On the day in question, he did not inform his supervisor directly. Instead, he told another colleague, explaining later that there was bad blood between him and the supervisor. By the time he reported his absence, his shift had already started. At arbitration, he conceded the rule had not been followed.
Judge Lallie was clear that this part of the case was straightforward: “Employees must comply with rules of conduct at the workplace,” the judgment states. Workers who feel mistreated by a supervisor have the right to lodge a grievance, but they cannot simply ignore established procedures. On that issue alone, the employer appeared justified.
The warning that changed everything
The employer argued that dismissal was appropriate because Swartbooi already had a final written warning on file for the same offence. That history painted him as a repeat offender and tipped the scales toward termination.
The problem was that no one could actually prove the warning had ever been issued or communicated to him. The company’s only witness testified that she found the warning document in his personnel file. She had not issued it herself and had no personal knowledge of how or when it was created. Swartbooi denied ever receiving it. The judge found that this amounted to hearsay.
“The document the third respondent relied on … constituted hearsay evidence because it was not authored by the witness,” the court said. “As a general rule hearsay evidence is inadmissible because it is unreliable.”
Because the employer carries the legal burden to prove dismissal is fair, it had to produce proper, admissible evidence that the warning existed and had been given to the employee. It failed to do so.
“The commissioner erred in admitting the inadmissible hearsay evidence,” the judge wrote, adding that “the error had a direct impact on her decision that the dismissal was substantively fair.”
A flawed arbitration
Judge Lallie explained that an arbitration award can be reviewed where a commissioner “misconceived the nature of the inquiry or arrived at an unreasonable result.”
Here, relying on unproven documents meant the decision about the sanction was built on sand. “The third respondent had to lead admissible evidence proving that the final written warning had been issued.

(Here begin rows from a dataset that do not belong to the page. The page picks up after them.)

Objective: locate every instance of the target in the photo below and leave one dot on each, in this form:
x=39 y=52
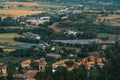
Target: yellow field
x=19 y=13
x=22 y=3
x=48 y=5
x=7 y=39
x=111 y=16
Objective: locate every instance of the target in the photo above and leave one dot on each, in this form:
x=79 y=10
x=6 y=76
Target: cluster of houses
x=29 y=74
x=32 y=35
x=74 y=9
x=41 y=20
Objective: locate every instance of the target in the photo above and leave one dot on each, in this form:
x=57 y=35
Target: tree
x=1 y=50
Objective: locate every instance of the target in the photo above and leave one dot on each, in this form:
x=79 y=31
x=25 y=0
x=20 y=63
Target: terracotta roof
x=2 y=46
x=3 y=66
x=28 y=61
x=31 y=73
x=30 y=79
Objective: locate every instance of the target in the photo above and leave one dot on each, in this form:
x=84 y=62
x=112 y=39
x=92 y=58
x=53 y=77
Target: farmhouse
x=3 y=70
x=41 y=20
x=26 y=63
x=32 y=35
x=53 y=55
x=70 y=32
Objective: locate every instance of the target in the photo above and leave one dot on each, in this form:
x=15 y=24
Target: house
x=3 y=70
x=8 y=50
x=42 y=64
x=103 y=46
x=30 y=79
x=2 y=46
x=41 y=20
x=76 y=11
x=30 y=74
x=70 y=32
x=63 y=63
x=32 y=35
x=53 y=55
x=26 y=63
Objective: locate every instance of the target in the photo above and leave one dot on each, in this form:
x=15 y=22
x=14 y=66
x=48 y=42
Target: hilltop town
x=59 y=40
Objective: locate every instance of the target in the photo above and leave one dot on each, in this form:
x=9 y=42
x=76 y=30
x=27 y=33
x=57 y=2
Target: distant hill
x=74 y=1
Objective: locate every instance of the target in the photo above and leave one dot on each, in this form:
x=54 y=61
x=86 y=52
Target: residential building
x=26 y=63
x=32 y=35
x=42 y=64
x=53 y=55
x=3 y=70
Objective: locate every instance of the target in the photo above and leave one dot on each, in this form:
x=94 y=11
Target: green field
x=110 y=36
x=7 y=39
x=11 y=59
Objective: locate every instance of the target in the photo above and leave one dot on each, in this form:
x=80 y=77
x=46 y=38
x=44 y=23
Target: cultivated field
x=7 y=39
x=110 y=36
x=113 y=18
x=41 y=4
x=11 y=59
x=18 y=13
x=22 y=3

It failed to do so,” the court held.
Without that aggravating factor, the conclusion that dismissal was fair could not safely stand. “The gross irregularity constituted a defect which requires that the decision … be reviewed and set aside.”
Instead of deciding the case itself, the court ordered that the matter return to the Commission for Conciliation, Mediation and Arbitration to be heard afresh by a different commissioner.
Back to the CCMA
In practical terms, both sides start again. The employer can try to prove its case properly. Swartbooi can argue that dismissal was too harsh.
The court also made no costs order, noting that the company had not acted unreasonably in defending an award that had initially favoured it.